A Ericsson posicionou-se na vanguarda da pesquisa 6G com uma visão que vai muito além de melhorias incrementais de velocidade. A gigante sueca de telecomunicações visualiza um futuro onde as realidades digital e física se fundem no que chama de mundo ciberfísico — um ambiente mediado por rede onde os sentidos humanos podem ser digitalmente estendidos através da distância e do tempo.

O contínuo ciberfísico

No cerne da tese 6G da Ericsson está o conceito de um contínuo ciberfísico — uma camada de integração sem costuras entre o mundo físico e suas representações de gêmeos digitais. A Ericsson Research identificou quatro pilares: conectividade ilimitada com cobertura ubíqua, sistemas confiáveis com segurança integrada, redes cognitivas que usam IA para tomada de decisão autônoma, e tecido computacional que distribui processamento conforme requisitos em tempo real.

Internet dos Sentidos: além da transmissão de dados

O elemento mais provocativo do roteiro da Ericsson é a Internet dos Sentidos. A pesquisa de consumidores realizada em 14 países com mais de 46.000 entrevistados descobriu que 7 em cada 10 consumidores esperam que experiências de internet sensorial sejam mainstream até 2030.

Os requisitos técnicos são impressionantes. O feedback háptico remoto requer latência abaixo de 1 milissegundo. No MWC 2025, a Ericsson demonstrou uma plataforma de treinamento cirúrgico remoto combinando vídeo estereoscópico 8K com luvas hápticas, consumindo 12 Gbps de largura de banda sustentada.

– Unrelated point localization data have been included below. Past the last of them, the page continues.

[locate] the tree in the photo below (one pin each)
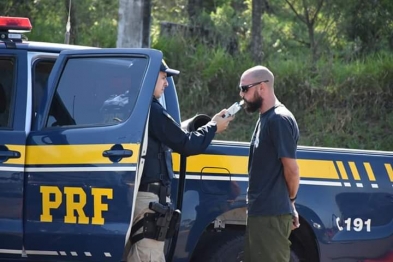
(307, 12)
(130, 25)
(256, 30)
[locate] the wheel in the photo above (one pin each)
(233, 251)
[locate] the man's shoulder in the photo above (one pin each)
(282, 113)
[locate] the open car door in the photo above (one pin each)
(84, 156)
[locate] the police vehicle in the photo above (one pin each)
(73, 124)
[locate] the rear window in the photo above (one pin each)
(96, 91)
(7, 90)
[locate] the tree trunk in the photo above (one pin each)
(194, 10)
(256, 31)
(130, 26)
(73, 35)
(146, 23)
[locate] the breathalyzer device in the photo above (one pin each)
(233, 109)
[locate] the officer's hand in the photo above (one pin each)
(222, 123)
(295, 217)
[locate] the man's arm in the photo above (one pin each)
(291, 173)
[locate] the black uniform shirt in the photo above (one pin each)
(164, 133)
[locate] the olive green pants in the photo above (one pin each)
(267, 238)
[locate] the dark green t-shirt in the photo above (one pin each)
(276, 135)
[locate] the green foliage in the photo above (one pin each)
(346, 104)
(343, 100)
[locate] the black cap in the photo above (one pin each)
(167, 70)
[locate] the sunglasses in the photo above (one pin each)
(245, 88)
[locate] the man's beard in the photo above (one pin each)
(253, 106)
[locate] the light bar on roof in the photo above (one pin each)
(15, 23)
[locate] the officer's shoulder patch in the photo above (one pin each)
(169, 116)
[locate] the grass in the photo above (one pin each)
(343, 104)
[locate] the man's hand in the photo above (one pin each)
(222, 123)
(295, 217)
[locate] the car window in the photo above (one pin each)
(41, 72)
(7, 90)
(96, 91)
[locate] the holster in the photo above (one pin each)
(160, 225)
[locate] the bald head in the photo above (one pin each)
(258, 73)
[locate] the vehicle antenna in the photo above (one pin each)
(68, 26)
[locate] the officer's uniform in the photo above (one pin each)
(165, 134)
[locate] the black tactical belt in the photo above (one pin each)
(155, 188)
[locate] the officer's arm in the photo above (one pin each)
(168, 131)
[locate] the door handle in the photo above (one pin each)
(10, 154)
(117, 153)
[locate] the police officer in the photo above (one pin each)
(165, 134)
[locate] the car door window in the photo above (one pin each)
(41, 71)
(7, 87)
(96, 91)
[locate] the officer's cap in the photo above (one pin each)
(167, 70)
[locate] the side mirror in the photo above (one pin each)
(195, 122)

Arquitetura de rede cognitiva

A arquitetura 6G proposta substitui a pilha de protocolos tradicional por uma malha de rede cognitiva. Agentes de IA operam em cada função de rede. O centro de pesquisa em Lund demonstrou que redes baseadas em intenção com modelos de linguagem reduzem o tempo de configuração de horas para segundos. A plataforma Gêmeo Digital de Rede reduziu incidentes em 40% em implantações piloto com Swisscom e SoftBank.

Estratégia de espectro e pesquisa em terahertz

A estratégia de espectro abrange três camadas: sub-7 GHz, 7-24 GHz e sub-terahertz (100-300 GHz). Em Kista, engenheiros alcançaram transmissões protótipo em 140 GHz a 100 Gbps por 100 metros. A Ericsson investe aproximadamente US$ 600 milhões anuais em pesquisa 6G e detém mais de 60.000 patentes.

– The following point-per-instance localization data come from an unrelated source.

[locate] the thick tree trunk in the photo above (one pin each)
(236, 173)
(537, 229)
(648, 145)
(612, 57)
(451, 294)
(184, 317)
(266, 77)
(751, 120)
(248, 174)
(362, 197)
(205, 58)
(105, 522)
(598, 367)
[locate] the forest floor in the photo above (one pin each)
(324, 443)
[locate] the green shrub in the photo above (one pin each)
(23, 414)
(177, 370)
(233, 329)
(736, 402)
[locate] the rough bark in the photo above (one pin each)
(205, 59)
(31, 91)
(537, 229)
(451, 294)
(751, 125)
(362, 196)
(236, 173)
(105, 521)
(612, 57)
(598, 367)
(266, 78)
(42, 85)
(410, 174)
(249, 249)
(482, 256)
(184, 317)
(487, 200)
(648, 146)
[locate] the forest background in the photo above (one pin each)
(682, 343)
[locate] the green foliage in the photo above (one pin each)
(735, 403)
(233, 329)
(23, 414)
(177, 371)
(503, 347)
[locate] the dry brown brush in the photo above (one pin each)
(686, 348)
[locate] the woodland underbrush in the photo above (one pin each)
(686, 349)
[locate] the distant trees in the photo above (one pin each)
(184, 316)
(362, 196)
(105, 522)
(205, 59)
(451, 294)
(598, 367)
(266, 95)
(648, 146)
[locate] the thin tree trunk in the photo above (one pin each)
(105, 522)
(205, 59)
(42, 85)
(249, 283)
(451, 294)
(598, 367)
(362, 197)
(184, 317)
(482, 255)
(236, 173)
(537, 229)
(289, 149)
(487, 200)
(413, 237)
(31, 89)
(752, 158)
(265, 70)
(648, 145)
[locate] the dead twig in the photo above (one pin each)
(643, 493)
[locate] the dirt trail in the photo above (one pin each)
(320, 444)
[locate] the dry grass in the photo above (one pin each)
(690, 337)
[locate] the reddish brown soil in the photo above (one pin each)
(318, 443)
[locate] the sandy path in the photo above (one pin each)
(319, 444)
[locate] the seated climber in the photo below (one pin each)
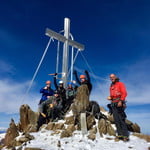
(51, 109)
(70, 94)
(46, 91)
(84, 80)
(61, 90)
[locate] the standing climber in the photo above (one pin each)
(84, 79)
(70, 94)
(61, 90)
(117, 96)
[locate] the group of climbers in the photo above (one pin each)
(54, 104)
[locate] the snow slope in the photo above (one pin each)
(46, 141)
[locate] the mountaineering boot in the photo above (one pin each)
(118, 138)
(43, 115)
(125, 139)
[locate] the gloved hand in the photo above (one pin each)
(109, 98)
(74, 72)
(86, 71)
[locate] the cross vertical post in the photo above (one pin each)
(67, 42)
(65, 51)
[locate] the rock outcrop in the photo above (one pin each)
(28, 119)
(98, 120)
(11, 134)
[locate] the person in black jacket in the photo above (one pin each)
(84, 80)
(61, 90)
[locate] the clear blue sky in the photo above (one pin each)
(116, 35)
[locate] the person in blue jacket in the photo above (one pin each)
(46, 92)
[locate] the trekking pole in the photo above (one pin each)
(52, 74)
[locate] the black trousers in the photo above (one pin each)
(119, 118)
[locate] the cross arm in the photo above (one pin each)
(61, 38)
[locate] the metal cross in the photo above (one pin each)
(67, 42)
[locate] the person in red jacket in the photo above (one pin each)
(117, 96)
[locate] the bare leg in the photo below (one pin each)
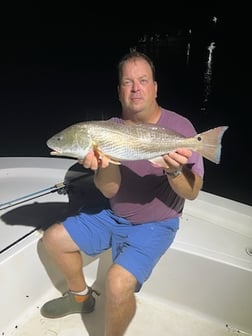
(66, 254)
(120, 306)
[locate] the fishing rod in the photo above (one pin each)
(59, 187)
(62, 189)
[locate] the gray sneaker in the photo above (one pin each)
(67, 304)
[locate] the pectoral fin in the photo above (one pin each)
(159, 162)
(100, 155)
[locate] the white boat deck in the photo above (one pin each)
(205, 253)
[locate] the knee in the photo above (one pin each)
(52, 235)
(120, 284)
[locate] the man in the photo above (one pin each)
(146, 203)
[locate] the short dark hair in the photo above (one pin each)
(134, 55)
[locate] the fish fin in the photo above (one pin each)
(158, 162)
(114, 161)
(211, 143)
(99, 154)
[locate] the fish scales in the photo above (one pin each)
(132, 142)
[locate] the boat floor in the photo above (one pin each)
(153, 317)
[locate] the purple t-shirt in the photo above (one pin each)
(145, 194)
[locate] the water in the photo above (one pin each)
(47, 85)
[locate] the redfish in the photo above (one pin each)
(123, 142)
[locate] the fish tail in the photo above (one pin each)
(211, 143)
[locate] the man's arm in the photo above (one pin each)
(107, 176)
(186, 184)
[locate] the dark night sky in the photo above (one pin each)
(59, 64)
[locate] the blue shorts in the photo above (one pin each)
(137, 248)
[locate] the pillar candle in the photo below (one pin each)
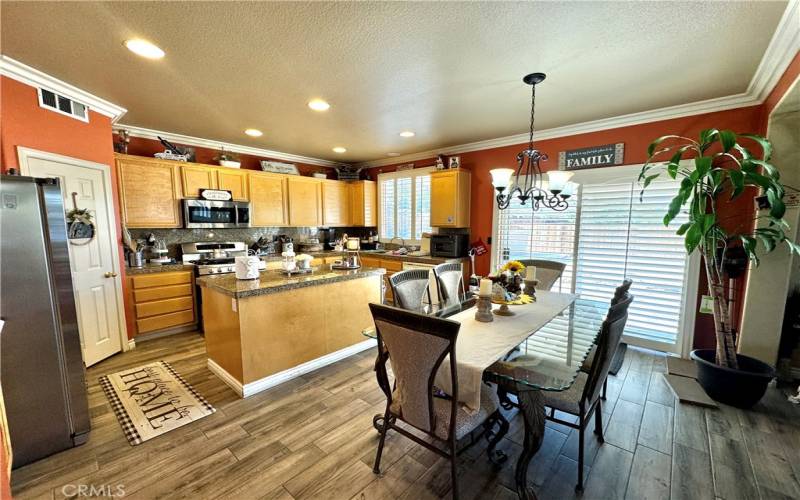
(486, 288)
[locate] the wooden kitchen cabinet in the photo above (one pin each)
(305, 201)
(163, 300)
(197, 177)
(363, 203)
(235, 181)
(335, 203)
(450, 198)
(149, 192)
(268, 201)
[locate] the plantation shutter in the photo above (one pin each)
(620, 237)
(544, 234)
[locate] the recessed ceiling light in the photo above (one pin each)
(144, 48)
(318, 105)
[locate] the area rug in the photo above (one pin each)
(152, 399)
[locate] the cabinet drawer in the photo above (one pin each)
(392, 265)
(157, 307)
(163, 292)
(165, 321)
(161, 279)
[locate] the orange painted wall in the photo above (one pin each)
(148, 147)
(24, 123)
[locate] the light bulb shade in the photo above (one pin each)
(569, 189)
(557, 179)
(501, 177)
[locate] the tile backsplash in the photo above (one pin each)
(174, 237)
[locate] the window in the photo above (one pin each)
(604, 236)
(404, 201)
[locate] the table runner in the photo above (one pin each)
(479, 344)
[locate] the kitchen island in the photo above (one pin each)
(260, 333)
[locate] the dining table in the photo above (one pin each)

Sustentabilidade como restrição de projeto

A Ericsson incorporou a eficiência energética como restrição de projeto primária para 6G. A meta é redução de 10x no consumo de energia por bit. Dispositivos de energia zero poderiam eliminar baterias para bilhões de endpoints IoT. A empresa estima redução de 15% na pegada de carbono da indústria.

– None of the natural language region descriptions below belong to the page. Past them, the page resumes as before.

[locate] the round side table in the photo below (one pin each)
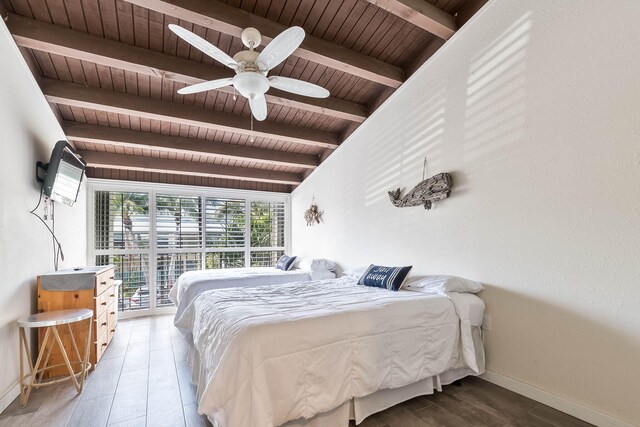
(51, 320)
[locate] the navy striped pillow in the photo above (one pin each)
(390, 278)
(285, 262)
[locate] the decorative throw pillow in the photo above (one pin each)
(285, 262)
(390, 278)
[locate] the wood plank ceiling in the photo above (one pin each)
(110, 70)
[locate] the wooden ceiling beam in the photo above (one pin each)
(421, 14)
(231, 20)
(33, 34)
(81, 96)
(181, 167)
(105, 135)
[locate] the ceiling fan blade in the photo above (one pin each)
(280, 48)
(204, 46)
(298, 87)
(201, 87)
(258, 107)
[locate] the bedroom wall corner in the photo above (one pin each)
(28, 132)
(533, 108)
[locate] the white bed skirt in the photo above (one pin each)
(360, 408)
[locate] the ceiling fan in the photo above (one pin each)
(252, 67)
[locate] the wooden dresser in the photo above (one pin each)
(89, 287)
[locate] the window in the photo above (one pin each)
(154, 236)
(121, 238)
(267, 233)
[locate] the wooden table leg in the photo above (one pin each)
(24, 393)
(74, 380)
(86, 356)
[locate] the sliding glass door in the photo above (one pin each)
(154, 233)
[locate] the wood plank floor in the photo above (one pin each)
(143, 380)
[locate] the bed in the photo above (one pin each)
(190, 284)
(322, 352)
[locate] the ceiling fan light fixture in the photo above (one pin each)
(251, 85)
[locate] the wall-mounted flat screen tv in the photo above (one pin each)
(64, 172)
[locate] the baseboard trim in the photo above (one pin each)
(560, 403)
(9, 397)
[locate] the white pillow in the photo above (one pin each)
(356, 272)
(442, 284)
(314, 264)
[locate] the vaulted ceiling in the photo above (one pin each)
(110, 70)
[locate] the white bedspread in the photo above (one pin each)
(278, 353)
(192, 283)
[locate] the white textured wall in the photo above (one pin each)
(28, 132)
(534, 108)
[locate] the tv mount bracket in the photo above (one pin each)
(44, 167)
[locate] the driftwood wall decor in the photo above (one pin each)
(438, 187)
(312, 214)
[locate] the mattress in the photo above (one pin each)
(193, 283)
(268, 355)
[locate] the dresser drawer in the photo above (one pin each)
(104, 281)
(101, 346)
(112, 319)
(102, 325)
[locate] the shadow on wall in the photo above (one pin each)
(476, 127)
(568, 336)
(40, 151)
(495, 99)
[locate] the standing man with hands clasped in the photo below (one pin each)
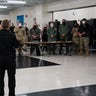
(84, 32)
(8, 43)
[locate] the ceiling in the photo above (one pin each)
(28, 3)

Padronização e posição competitiva

A Ericsson molda ativamente o cronograma de padronização 6G através de posições de liderança no 3GPP, ITU-R e Next G Alliance. O cronograma prevê finalização dos requisitos IMT-2030 até final de 2027, primeiro padrão 6G até 2029 e implantações comerciais iniciais em 2030.

A visão 6G da Ericsson depende de se a Internet dos Sentidos provará ser comercialmente viável. As inovações em redes cognitivas e eficiência energética posicionam solidamente a empresa para a transição 6G por volta de 2030.